4. The NVC system includes a computer program in which all the thousands of national samples taken during the NVC Project have been stored and analysed. The sample data from the survey are fed into the program and compared with the 33,000 national samples to arrive at a ‘best fit’ or ‘best match’ to the appropriate plant community. 

National Vegetation Communities

The major vegetation communities in the NVC system are given code letters, such as W for Woodland, H for Heaths, S for Swamps, and amongst various types of grasslands, MG for Mesotrophic or Neutral Grasslands.
Within each group are further subcommunities, which are numbered.

The results for Buck Wood show that there are two dominant types of Woodland,  W10 and W16.  These are both types of mixed deciduous woodland with different species of oak featuring strongly – but the ground cover is also different in the two communities, so they are distinguishable by their grass or flowering plants.  Some parts of the Wood are a mosaic of the two types.

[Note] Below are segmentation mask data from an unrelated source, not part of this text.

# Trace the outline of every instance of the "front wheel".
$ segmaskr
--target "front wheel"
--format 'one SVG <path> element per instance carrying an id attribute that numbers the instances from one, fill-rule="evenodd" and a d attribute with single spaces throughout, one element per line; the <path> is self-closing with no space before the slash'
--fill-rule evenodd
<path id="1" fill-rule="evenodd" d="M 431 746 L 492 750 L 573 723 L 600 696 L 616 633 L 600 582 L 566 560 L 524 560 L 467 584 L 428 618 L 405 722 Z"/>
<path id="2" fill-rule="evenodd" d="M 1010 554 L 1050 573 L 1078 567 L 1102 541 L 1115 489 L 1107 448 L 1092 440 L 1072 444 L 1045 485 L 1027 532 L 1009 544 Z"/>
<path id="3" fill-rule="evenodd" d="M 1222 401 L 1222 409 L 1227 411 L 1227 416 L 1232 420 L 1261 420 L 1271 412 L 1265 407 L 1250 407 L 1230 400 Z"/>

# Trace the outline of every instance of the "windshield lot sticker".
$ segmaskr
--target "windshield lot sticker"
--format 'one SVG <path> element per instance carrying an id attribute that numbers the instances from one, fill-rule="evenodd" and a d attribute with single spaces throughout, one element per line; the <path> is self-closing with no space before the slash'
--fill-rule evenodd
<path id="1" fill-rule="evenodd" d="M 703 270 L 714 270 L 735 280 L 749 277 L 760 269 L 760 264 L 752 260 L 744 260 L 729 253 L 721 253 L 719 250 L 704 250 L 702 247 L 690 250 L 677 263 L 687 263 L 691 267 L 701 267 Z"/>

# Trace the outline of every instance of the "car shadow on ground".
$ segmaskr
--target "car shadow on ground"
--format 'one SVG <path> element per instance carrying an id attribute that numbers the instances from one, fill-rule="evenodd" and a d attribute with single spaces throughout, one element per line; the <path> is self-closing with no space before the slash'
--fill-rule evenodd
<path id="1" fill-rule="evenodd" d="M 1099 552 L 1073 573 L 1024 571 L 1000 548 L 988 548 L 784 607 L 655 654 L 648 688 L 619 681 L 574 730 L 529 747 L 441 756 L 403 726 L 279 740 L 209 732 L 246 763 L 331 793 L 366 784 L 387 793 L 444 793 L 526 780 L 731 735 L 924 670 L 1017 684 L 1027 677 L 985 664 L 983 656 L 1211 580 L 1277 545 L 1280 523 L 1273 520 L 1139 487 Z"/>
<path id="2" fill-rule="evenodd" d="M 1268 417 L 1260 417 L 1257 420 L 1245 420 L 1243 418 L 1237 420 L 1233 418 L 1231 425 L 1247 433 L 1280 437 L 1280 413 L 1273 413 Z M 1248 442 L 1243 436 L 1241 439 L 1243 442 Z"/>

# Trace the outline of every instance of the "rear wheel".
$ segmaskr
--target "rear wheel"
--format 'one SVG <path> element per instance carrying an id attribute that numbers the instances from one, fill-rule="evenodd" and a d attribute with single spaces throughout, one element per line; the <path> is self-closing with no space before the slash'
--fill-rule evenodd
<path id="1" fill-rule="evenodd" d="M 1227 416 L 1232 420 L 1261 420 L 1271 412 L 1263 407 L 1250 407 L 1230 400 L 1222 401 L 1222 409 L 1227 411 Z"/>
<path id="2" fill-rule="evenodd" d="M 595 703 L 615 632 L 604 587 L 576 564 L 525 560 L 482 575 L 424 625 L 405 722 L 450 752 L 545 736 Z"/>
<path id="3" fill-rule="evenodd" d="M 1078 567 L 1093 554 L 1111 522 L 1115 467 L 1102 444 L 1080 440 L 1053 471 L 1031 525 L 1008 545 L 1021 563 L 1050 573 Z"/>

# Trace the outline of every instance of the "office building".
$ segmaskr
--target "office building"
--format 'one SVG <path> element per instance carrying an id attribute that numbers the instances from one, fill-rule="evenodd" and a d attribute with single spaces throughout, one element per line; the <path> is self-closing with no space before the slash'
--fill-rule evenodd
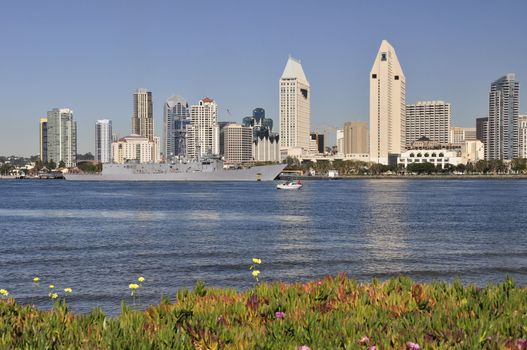
<path id="1" fill-rule="evenodd" d="M 324 154 L 325 152 L 324 134 L 319 134 L 318 132 L 312 132 L 310 134 L 310 140 L 311 140 L 310 153 Z"/>
<path id="2" fill-rule="evenodd" d="M 218 125 L 218 105 L 213 99 L 205 97 L 197 105 L 190 107 L 187 127 L 187 157 L 198 159 L 220 153 L 220 131 Z"/>
<path id="3" fill-rule="evenodd" d="M 188 102 L 181 96 L 168 98 L 163 108 L 163 155 L 167 160 L 186 156 L 189 124 Z"/>
<path id="4" fill-rule="evenodd" d="M 450 103 L 420 101 L 406 105 L 406 148 L 423 136 L 444 145 L 448 144 L 450 123 Z"/>
<path id="5" fill-rule="evenodd" d="M 48 112 L 47 158 L 57 165 L 62 161 L 66 167 L 77 163 L 77 123 L 69 108 L 54 108 Z"/>
<path id="6" fill-rule="evenodd" d="M 48 118 L 40 118 L 39 123 L 39 159 L 42 162 L 48 161 Z"/>
<path id="7" fill-rule="evenodd" d="M 368 122 L 344 123 L 344 155 L 368 153 Z"/>
<path id="8" fill-rule="evenodd" d="M 370 72 L 370 161 L 388 164 L 406 144 L 406 80 L 395 49 L 383 40 Z"/>
<path id="9" fill-rule="evenodd" d="M 132 133 L 154 141 L 154 110 L 152 92 L 146 89 L 137 89 L 134 93 L 134 106 L 132 116 Z"/>
<path id="10" fill-rule="evenodd" d="M 240 164 L 253 160 L 253 129 L 250 126 L 233 123 L 224 129 L 225 163 Z"/>
<path id="11" fill-rule="evenodd" d="M 110 163 L 112 161 L 112 121 L 97 120 L 95 123 L 95 161 Z"/>
<path id="12" fill-rule="evenodd" d="M 300 60 L 289 57 L 280 77 L 280 149 L 284 156 L 309 150 L 311 88 Z"/>
<path id="13" fill-rule="evenodd" d="M 519 156 L 520 83 L 514 74 L 494 81 L 489 93 L 489 121 L 485 158 L 512 160 Z"/>

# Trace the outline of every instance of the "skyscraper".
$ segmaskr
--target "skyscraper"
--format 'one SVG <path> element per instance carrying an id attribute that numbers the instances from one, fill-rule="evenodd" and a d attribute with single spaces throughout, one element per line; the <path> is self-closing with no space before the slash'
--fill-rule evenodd
<path id="1" fill-rule="evenodd" d="M 77 123 L 69 108 L 54 108 L 48 112 L 48 161 L 67 167 L 77 163 Z"/>
<path id="2" fill-rule="evenodd" d="M 388 164 L 406 143 L 406 81 L 395 49 L 383 40 L 370 72 L 370 161 Z"/>
<path id="3" fill-rule="evenodd" d="M 237 123 L 225 127 L 225 162 L 249 162 L 252 157 L 253 128 Z"/>
<path id="4" fill-rule="evenodd" d="M 163 110 L 163 153 L 165 159 L 185 157 L 187 126 L 190 124 L 188 103 L 181 96 L 172 96 Z"/>
<path id="5" fill-rule="evenodd" d="M 518 116 L 520 152 L 518 157 L 527 158 L 527 115 Z"/>
<path id="6" fill-rule="evenodd" d="M 291 56 L 280 78 L 280 149 L 307 151 L 310 144 L 311 88 L 300 60 Z"/>
<path id="7" fill-rule="evenodd" d="M 507 74 L 490 86 L 485 158 L 511 160 L 519 156 L 518 108 L 520 83 Z"/>
<path id="8" fill-rule="evenodd" d="M 40 160 L 48 161 L 48 118 L 40 118 L 39 123 L 39 154 Z"/>
<path id="9" fill-rule="evenodd" d="M 487 142 L 487 127 L 489 117 L 476 118 L 476 139 L 485 144 Z"/>
<path id="10" fill-rule="evenodd" d="M 152 92 L 137 89 L 134 92 L 134 112 L 132 116 L 132 134 L 137 134 L 154 141 L 154 112 Z"/>
<path id="11" fill-rule="evenodd" d="M 191 124 L 187 127 L 187 157 L 217 155 L 220 151 L 218 105 L 205 97 L 190 107 Z"/>
<path id="12" fill-rule="evenodd" d="M 344 154 L 368 153 L 368 122 L 344 123 Z"/>
<path id="13" fill-rule="evenodd" d="M 95 123 L 95 160 L 100 163 L 112 161 L 112 121 L 97 120 Z"/>
<path id="14" fill-rule="evenodd" d="M 406 105 L 406 148 L 423 136 L 446 145 L 451 115 L 450 103 L 444 101 L 420 101 Z"/>

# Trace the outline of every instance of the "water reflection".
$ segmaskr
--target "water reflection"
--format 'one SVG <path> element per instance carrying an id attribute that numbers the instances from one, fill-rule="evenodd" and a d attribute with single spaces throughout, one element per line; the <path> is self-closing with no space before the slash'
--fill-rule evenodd
<path id="1" fill-rule="evenodd" d="M 409 183 L 399 180 L 368 180 L 365 183 L 364 210 L 366 249 L 372 270 L 397 273 L 405 271 L 404 258 L 410 252 L 408 236 Z"/>

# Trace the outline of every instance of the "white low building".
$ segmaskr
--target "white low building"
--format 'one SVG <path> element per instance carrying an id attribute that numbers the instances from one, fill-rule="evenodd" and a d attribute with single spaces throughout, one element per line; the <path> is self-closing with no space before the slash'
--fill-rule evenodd
<path id="1" fill-rule="evenodd" d="M 253 141 L 253 159 L 256 162 L 280 162 L 280 142 L 276 134 L 256 137 Z"/>
<path id="2" fill-rule="evenodd" d="M 465 141 L 461 146 L 461 154 L 463 158 L 471 163 L 485 160 L 485 145 L 479 140 Z"/>
<path id="3" fill-rule="evenodd" d="M 136 134 L 112 142 L 113 162 L 118 164 L 124 164 L 129 160 L 135 160 L 139 163 L 153 162 L 155 161 L 154 150 L 154 142 L 149 141 L 147 137 Z"/>
<path id="4" fill-rule="evenodd" d="M 457 152 L 447 149 L 410 149 L 403 152 L 397 157 L 397 164 L 404 165 L 406 168 L 409 164 L 415 163 L 432 163 L 435 166 L 466 164 L 467 160 Z"/>

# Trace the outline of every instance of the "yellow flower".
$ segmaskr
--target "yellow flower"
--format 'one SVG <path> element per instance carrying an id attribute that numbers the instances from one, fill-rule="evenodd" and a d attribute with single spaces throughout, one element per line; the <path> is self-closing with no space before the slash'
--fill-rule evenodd
<path id="1" fill-rule="evenodd" d="M 143 276 L 141 276 L 137 280 L 139 281 L 139 283 L 143 283 L 145 281 L 145 278 Z"/>
<path id="2" fill-rule="evenodd" d="M 38 281 L 40 281 L 40 277 L 33 277 L 33 282 L 37 283 Z"/>
<path id="3" fill-rule="evenodd" d="M 254 271 L 253 271 L 253 276 L 254 276 L 254 277 L 258 277 L 259 274 L 260 274 L 260 271 L 259 271 L 259 270 L 254 270 Z"/>
<path id="4" fill-rule="evenodd" d="M 49 285 L 49 289 L 53 289 L 53 288 L 55 288 L 55 285 L 54 284 L 50 284 Z"/>
<path id="5" fill-rule="evenodd" d="M 253 258 L 253 263 L 260 265 L 262 263 L 261 259 Z"/>
<path id="6" fill-rule="evenodd" d="M 71 288 L 64 288 L 64 292 L 71 293 Z"/>
<path id="7" fill-rule="evenodd" d="M 2 294 L 4 297 L 8 296 L 9 295 L 9 292 L 5 289 L 0 289 L 0 294 Z"/>
<path id="8" fill-rule="evenodd" d="M 57 299 L 59 295 L 57 293 L 51 294 L 51 299 Z"/>
<path id="9" fill-rule="evenodd" d="M 137 283 L 130 283 L 128 285 L 128 288 L 130 288 L 130 289 L 137 289 L 137 288 L 139 288 L 139 285 Z"/>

The fields within Buck Wood are all classified as MG6, which is Mesotrophic or Neutral Grassland, further classed as being ‘semi-improved’.  This is one of the most common categories of grassland, associated with the fields having been used as pastures and meadows, both in the past and at present.

Some sections of Buck Wood cannot be surveyed by the NVC system because there is or has been too much interference by man. This includes the plateau where the bike track now is, which was formed by tipping when the railway tunnels were being excavated, and the swathe of flat land adjacent to the bridle path above the canal which is regularly clear cut because of the power lines and pylons above it.